All applications and supporting middleware and back end are run on enterprise servers. This could be a server operating system on a physical box, a virtual machine, or even in the cloud. A problem in the server hardware or resources will affect the performance of the application running on it. Insufficient CPU, memory, and disk, operating system errors, server hardware faults, high-CPU processes, zombie processes, corrupt services, etc. are some common problems administrators deal with. Especially when the server is virtualized, it is even more difficult to pinpoint problems. A resource contention issue at the virtualized host server can impact all the guest virtual machines and applications running on them. The same with containers and cloud-based application workloads

Helpful Troubleshooting Tips:
  • Constantly monitor the performance of servers and operating system.
  • Size servers optimally for maximum application performance.
  • Understand dependencies between the server (physical/virtual/cloud) and the applications running on them to causal analysis of application slowdowns.

#10 Network Latency and Connectivity Issues

Bandwidth congestion in the network, high latency and packet loss, misconfiguration in a router, DNS failure, etc. could affect the performance of applications. Usually there is a lot of finger-pointing between the application team and network team as to where the root cause of an application problem is and who needs to resolve it. When it is actually a network issue, the application team could be chasing a red herring on the server side.
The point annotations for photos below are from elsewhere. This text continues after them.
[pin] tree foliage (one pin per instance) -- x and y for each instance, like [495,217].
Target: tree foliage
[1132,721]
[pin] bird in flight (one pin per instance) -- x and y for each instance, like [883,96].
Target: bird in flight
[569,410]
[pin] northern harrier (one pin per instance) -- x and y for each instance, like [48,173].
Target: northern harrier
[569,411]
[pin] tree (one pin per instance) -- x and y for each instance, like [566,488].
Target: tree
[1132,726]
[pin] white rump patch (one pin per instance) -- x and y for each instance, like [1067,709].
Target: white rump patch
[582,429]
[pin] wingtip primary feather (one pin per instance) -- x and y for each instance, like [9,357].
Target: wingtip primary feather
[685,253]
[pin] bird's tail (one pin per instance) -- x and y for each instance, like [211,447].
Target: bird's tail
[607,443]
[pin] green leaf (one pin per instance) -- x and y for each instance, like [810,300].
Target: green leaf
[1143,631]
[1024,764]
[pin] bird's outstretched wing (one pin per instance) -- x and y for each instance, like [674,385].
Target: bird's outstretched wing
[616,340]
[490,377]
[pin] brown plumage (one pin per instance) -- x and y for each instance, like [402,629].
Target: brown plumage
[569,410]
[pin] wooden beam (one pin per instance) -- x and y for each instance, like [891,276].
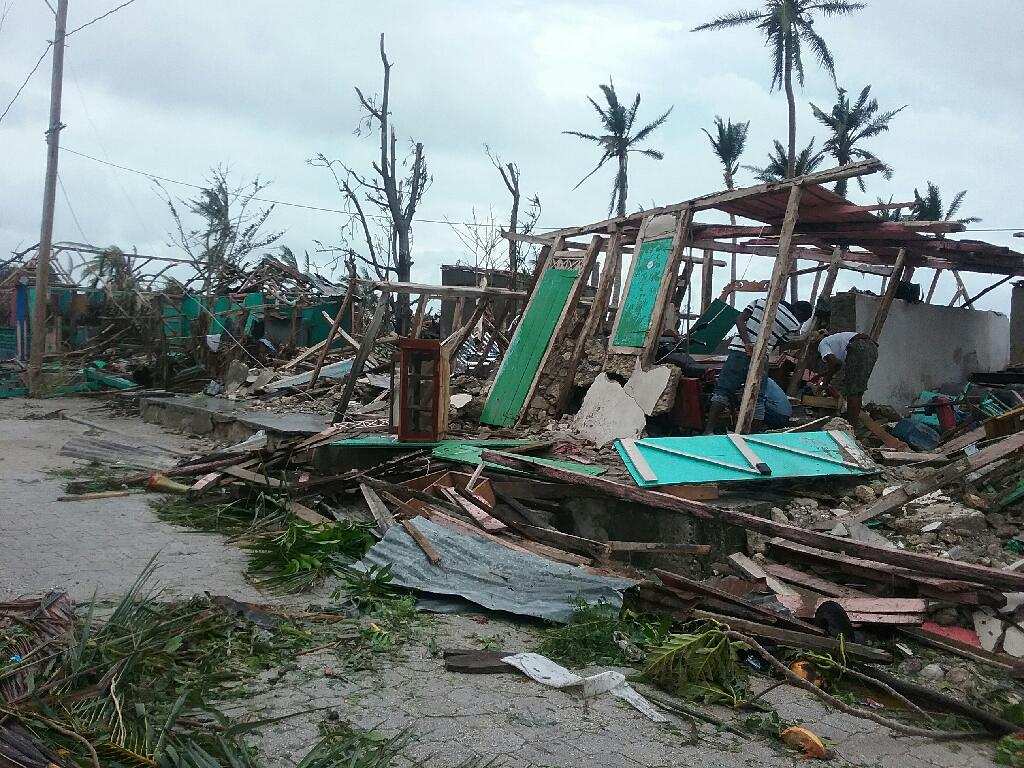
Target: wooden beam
[887,299]
[931,289]
[805,352]
[445,292]
[707,281]
[759,359]
[334,330]
[716,200]
[927,564]
[360,356]
[595,317]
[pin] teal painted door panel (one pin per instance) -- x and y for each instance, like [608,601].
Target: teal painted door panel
[530,341]
[674,469]
[634,320]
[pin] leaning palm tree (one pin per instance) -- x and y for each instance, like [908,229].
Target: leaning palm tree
[777,167]
[728,143]
[786,26]
[851,124]
[930,208]
[619,140]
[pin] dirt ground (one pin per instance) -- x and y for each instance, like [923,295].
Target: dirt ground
[100,546]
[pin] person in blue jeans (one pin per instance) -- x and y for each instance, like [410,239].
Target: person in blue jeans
[785,334]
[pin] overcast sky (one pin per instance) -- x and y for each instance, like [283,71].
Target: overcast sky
[173,88]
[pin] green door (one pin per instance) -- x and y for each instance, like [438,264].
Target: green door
[508,395]
[645,281]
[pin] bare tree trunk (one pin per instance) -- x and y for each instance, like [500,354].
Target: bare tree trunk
[622,181]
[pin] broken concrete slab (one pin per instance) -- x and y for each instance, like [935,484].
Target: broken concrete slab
[608,413]
[654,390]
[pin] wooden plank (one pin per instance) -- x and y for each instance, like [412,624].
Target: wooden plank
[873,570]
[891,442]
[373,330]
[556,288]
[752,458]
[747,566]
[642,467]
[925,563]
[941,477]
[826,292]
[658,548]
[697,458]
[479,515]
[759,359]
[678,582]
[254,477]
[716,200]
[792,639]
[887,300]
[598,550]
[378,508]
[595,317]
[304,513]
[421,541]
[335,326]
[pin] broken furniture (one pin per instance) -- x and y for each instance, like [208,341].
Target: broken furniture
[422,400]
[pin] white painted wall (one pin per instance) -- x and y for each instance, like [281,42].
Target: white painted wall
[924,346]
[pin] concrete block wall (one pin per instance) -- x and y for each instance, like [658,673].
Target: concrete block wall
[924,346]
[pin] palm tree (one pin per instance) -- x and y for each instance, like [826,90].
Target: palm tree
[929,208]
[728,145]
[851,124]
[777,168]
[786,26]
[616,142]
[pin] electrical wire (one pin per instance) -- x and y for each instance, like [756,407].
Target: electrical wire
[99,17]
[74,215]
[25,82]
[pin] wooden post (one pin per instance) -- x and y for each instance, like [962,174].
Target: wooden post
[598,311]
[887,300]
[961,289]
[49,197]
[759,360]
[360,356]
[707,280]
[931,289]
[331,334]
[826,290]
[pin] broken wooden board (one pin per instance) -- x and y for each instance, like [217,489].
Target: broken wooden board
[652,270]
[718,459]
[556,292]
[471,453]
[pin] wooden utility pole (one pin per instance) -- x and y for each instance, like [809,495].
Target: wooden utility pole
[759,359]
[49,196]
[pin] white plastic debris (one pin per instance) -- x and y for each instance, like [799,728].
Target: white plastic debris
[546,672]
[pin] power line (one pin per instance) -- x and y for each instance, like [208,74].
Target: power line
[26,81]
[350,214]
[99,17]
[269,201]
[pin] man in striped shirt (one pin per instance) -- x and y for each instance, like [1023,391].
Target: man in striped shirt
[784,335]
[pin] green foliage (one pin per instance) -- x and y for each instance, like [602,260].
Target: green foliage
[808,160]
[728,143]
[619,140]
[1010,752]
[702,665]
[590,635]
[302,555]
[850,124]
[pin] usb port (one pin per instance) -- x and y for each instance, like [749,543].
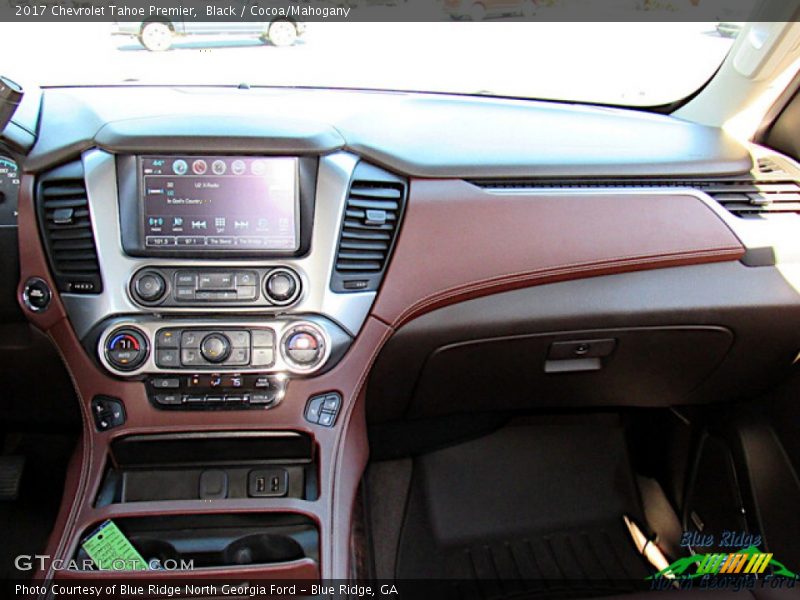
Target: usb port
[268,483]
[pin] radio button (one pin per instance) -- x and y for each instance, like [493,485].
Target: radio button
[215,281]
[169,399]
[167,338]
[168,358]
[239,357]
[184,293]
[191,357]
[191,339]
[246,292]
[246,278]
[186,278]
[239,339]
[263,338]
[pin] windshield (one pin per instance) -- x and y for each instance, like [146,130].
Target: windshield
[636,64]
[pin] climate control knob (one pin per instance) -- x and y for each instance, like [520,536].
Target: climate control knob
[282,286]
[148,287]
[303,347]
[126,349]
[215,347]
Helpful Troubleshooting Tips:
  • Continuously monitor the network devices, traffic and configurations.
  • Compare and correlate network performance with application problems to easily know the impact of network performance on the applications and isolate the root cause.

It is important for developers to code efficiently and testers to catch and report issues – no doubt! The IT teams should also act proactively have the necessary performance management measures in place. Monitoring should not be an afterthought for organizations developing, hosting, implementing and using Java-based applications. Constant monitoring of user experience, application transactions, application code, and the supporting infrastructure is vital to detect and resolve problems before they become business-impacting.